By his analysis: “This major decline in infrastructure spending means contrary to all government claims of an increase in infrastructure, projects are rather declining.”

According to the former deputy governor of the Bank of Ghana, the government of the National Democratic Congress (NDC) is investing half of what the NPP government under ex-President John Agyekum Kufour invested to develop the country.

Dr Bawumia added that the discovery of oil should have translated into more infrastructural development but “the government (NPP) that did not have oil had twice as much relative to GDP than the governing party.”

He alleged the Mahama government has “overpriced most projects” leading to job losses.

For him, leadership is about choices and Ghanaians should vote for a president with the interest of citizens at heart who will promise ‘1-village-1-dam’ and reject the “corrupt, incompetent leadership” who will rather choose to embark on a ‘1-chief-1-car’ programme.

Dr Bawumia made the comments at a public lecture at the National Theatre on Thursday, September 8, under the theme: ‘State of Ghana’s Economy – Foundation of Concrete or Straw?’ In his view, Ghana’s economic challenges were not about a lack of resources but the inefficient management of such resources.

He said no government since independence had had the amount of resources in terms of tax revenue, cocoa exports, and others as the governing National Democratic Congress (NDC), yet President Mahama has nothing to show for it.

Dr Bawumia noted that in the eight years of the Kufuor administration, from 2001-2009, the total tax revenue collected was GHS15.2 billion, but between 2009 and 2015, the Mills-Mahama administration has collected GHS90 billion in taxes.

According to him, it was estimated that by the end of 2016, the government would have collected a total of GHS118.2billion.

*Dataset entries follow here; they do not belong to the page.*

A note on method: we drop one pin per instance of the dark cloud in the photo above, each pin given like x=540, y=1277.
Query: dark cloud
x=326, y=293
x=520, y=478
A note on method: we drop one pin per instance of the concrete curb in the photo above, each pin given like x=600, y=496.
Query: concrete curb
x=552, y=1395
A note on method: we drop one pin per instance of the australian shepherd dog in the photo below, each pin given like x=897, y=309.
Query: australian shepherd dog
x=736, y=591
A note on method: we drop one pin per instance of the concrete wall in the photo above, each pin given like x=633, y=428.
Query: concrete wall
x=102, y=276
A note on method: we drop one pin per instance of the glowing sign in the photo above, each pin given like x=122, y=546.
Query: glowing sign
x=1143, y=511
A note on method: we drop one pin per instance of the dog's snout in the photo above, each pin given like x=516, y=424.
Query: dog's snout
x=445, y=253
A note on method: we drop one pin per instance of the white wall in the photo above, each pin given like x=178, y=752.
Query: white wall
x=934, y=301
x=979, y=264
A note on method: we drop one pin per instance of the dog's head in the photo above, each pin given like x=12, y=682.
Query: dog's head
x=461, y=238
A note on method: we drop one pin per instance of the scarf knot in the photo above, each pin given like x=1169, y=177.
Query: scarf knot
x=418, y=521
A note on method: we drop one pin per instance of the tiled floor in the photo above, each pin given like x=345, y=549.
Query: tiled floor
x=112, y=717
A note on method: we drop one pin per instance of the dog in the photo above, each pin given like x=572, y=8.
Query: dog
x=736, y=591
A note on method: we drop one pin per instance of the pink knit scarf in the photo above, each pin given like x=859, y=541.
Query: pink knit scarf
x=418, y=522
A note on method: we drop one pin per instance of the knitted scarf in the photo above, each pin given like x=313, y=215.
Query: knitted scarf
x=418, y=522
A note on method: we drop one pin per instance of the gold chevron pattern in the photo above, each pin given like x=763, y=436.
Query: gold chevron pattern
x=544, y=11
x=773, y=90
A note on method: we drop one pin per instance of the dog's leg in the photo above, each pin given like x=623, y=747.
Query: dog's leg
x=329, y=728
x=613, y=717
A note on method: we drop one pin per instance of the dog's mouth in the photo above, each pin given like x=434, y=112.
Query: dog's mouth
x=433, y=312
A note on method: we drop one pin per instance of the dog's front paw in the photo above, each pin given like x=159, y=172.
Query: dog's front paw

“Under the eight years of the NPP government, from 2001-2009, taxes and loans amounted to GHS20 billion and without oil, economic growth increased from 3.7 per cent to 9.1 per cent. But in contrast, GDP per capita has declined by 12 per cent under John Mahama’s tenure as president when oil revenue and loans alone over the eight-year period of 2009-2016 would amount to GHS248billion,” he said.